- The nomadic Tuaregs are spread across several countries
- Some fought for former Libyan strongman Moammar Gadhafi
- Many have now returned to Mali, forcing thousands to flee, the president says
Tuareg tribesman who reportedly fought for Moammar Gadhafi in Libya have returned to Mali with weapons, stoking violence and forcing thousands to flee, Mali's president said.
The development, announced by President Amadou Toumani Toure in a speech broadcast on state TV over the weekend, is perhaps the most-significant regional fallout to date from the end of former Libyan leader's regime.
The fighters returning from Libya have blended into the National Movement for Liberation of the Azawad (MNLA) and renamed northern Mali as the Azawad, the name of the region home to a majority of the Mali Tuareg.
During the address, Toure blamed freshly-armed fighters returning from Libya for attacks on military patrols outside the northeastern town of Aguelhoc, which has become a flashpoint in the struggle between the military and the rebels.
The military was "unable to enter Aguelhoc where elements of Al Qaeda in Islamic Maghreb (AQIM), a group of former fighters from Libya and a group of deserters from our army were well positioned," Toure said, according to the state-run L'essor newspaper.
"The fighting was hard and we lost men, and equipment was destroyed."
The growing insurgency is also raising concerns in Washington, which sees the small, poor nation as an important ally against AQIM, the sub-Saharan al Qaeda group.

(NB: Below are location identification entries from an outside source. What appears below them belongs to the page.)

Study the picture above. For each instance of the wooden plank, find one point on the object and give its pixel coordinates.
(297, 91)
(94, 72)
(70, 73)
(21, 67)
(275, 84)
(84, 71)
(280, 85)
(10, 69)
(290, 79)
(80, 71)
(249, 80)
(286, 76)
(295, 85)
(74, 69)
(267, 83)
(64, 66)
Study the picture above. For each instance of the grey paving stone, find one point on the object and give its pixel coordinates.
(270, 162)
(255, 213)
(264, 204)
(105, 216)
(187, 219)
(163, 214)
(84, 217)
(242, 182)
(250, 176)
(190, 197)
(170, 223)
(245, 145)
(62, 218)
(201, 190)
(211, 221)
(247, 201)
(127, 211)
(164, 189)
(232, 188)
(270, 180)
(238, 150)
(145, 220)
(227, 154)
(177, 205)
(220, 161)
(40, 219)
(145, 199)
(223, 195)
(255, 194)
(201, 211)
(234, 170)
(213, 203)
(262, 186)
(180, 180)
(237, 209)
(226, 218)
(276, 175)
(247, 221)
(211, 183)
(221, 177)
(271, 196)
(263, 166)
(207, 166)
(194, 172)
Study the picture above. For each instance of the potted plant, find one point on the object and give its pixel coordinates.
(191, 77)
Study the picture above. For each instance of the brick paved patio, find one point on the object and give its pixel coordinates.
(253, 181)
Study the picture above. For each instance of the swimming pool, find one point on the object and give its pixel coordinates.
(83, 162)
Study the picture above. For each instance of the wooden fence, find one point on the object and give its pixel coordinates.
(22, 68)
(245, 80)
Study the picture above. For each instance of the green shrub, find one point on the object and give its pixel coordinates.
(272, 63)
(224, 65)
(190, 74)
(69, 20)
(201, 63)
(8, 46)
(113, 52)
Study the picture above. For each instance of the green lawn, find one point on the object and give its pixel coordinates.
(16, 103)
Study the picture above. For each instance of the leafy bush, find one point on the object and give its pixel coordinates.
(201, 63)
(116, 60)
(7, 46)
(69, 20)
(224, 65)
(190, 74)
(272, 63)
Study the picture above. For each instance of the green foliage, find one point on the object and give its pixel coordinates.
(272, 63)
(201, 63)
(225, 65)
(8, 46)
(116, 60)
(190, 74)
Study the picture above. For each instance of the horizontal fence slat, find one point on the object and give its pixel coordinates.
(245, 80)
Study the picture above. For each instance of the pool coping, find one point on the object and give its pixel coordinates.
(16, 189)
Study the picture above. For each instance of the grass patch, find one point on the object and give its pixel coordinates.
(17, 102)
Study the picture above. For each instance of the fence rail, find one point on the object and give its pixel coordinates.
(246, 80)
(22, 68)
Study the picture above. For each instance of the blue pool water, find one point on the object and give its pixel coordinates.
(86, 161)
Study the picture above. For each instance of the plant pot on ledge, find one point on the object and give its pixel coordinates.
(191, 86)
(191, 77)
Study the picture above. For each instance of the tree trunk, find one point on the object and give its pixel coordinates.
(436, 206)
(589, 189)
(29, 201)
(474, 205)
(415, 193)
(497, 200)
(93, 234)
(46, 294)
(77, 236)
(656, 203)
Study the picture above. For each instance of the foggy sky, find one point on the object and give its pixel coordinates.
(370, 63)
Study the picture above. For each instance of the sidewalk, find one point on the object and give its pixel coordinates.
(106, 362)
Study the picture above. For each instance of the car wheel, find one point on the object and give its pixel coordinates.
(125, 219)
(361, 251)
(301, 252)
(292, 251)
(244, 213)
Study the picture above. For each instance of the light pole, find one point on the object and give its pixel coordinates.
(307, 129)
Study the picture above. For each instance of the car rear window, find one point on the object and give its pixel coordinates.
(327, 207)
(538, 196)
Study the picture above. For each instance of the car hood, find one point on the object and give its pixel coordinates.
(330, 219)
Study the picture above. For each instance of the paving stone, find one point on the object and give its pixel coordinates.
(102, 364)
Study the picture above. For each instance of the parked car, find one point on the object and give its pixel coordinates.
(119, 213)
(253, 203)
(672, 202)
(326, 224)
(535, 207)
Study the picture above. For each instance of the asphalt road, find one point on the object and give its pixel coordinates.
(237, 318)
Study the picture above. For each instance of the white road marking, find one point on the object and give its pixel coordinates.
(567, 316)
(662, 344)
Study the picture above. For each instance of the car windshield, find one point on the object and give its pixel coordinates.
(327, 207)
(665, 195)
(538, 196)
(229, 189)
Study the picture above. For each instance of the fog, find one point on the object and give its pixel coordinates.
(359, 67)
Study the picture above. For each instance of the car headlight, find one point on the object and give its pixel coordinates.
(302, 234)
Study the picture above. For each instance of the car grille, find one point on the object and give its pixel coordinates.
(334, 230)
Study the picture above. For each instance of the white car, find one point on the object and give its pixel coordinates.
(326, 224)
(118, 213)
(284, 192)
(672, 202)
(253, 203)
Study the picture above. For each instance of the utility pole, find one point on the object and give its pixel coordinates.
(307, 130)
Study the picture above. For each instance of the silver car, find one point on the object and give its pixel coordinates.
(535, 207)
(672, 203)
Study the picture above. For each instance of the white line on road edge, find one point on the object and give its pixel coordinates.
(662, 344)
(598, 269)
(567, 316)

"The situation is unpredictable and instability could spread. Private citizens have not been targeted, but the MNLA has indicated via its websites that it intends to conduct military operations across northern Mali," the U.S. State Department said as part of a new travel warning issued last week.
State Department spokeswoman Victoria Nuland condemned the rebel attacks, saying Saturday that "the United States is deeply concerned by continuing incidents of violence."
The influx of fighters returning from Libya has re-energized the Tuareg insurgency, which seeks to wrest control of three northern regions, according to the global intelligence firm Stratfor.
"Mali has experienced perhaps the most significant external repercussions from the downfall of the regime of Libyan leader Moammar Gadhafi," it said in a recent analysis.
Gadhafi endeared himself to Malians by funding the construction of a popular mosque in the capital Bamako, and helped pay for a Malian government complex that remains under construction.
He is also accused of backing the Tuaregs in Mali and Niger during the 1990s.
So it came as no surprise that Malian Tuaregs willingly went to Libya to fight for Gadhafi as he fought to keep hold of the reigns of his regime which crumbled in August, Libya's new government has said.
After Gadhafi's death in October, heavily armed Tuareg fighters began returning home and launching attacks on the Malian army, Mali's government said.
The nomadic Tuaregs, who are considered an indigenous tribe in the region, are spread across Mali, Libya, Algeria, Niger and Burkino Faso.
In Mali, the Tuareg have long called for the creation of an independent state -- and have risen up against the Malian government a number of times since the 1960s.
The latest uprising began to take root late last year but gained momentum in January when the rebels began attacking towns in northern Mali.
The Malian army clashed with rebels in the Timbuktu region last week, killing 20 people, taking a dozen prisoners and seizing vehicles and weapons, according to the country's defense ministry. It reported no casualties on the government side.
But the rebels claim to have either attacked or seized at least six towns in recent weeks, including some in the Timbuktu region, according to its website. The claims appear to be supported by reports by the International Committee of the Red Cross that thousands have fled the region ahead of fighting.
Malians have taken to the streets in the capital city of Bamako to protest the government response to the MNLA amid rumors that the army, not the rebels, initiated the latest fighting with attacks on the Tuareg, an allegation Toure and others say is false.
The unrest has thrown Toure's administration into turmoil. He sacked his defense and interior ministers last week, and quickly moved to meet with the wives of soldiers who were forced to flee their homes for refugee camps ahead of rebel attacks.
Toure told the families at camps outside Bamako and neighboring Kati that Malian troops did not initiate the fighting in famine-stricken Tinzawaten, which became ground zero in the latest uprising.
"Our military did not go to the north to make war but rather to deliver supplies to our troops in Tinzawaten," he told the wives, according to state-run media.
It was after that that armed fighters attacked the towns of Menaka, Tessalit and Aguelhoc, he told the spouses, according to the report.
"There are many rumors. If we are not careful, we'll fall into the hands of those who are attacking Mali and who want to oppose the government," he said.
Nearly 10,000 Malians and Nigerians have fled because of the fighting, the International Committee of the Red Cross reported last week.
"Some of the refugees have been cared for by (local) villagers, but space has been absorbed very quickly," said Jurg Eglin who heads ICRC operations in Niger and Mali.
"The shelters are sketchy. These people, many of them women and children, suffer from lack of food and especially water."
Another 3,000 have reportedly fled to Mauritania, according to the state-run AMI news agency.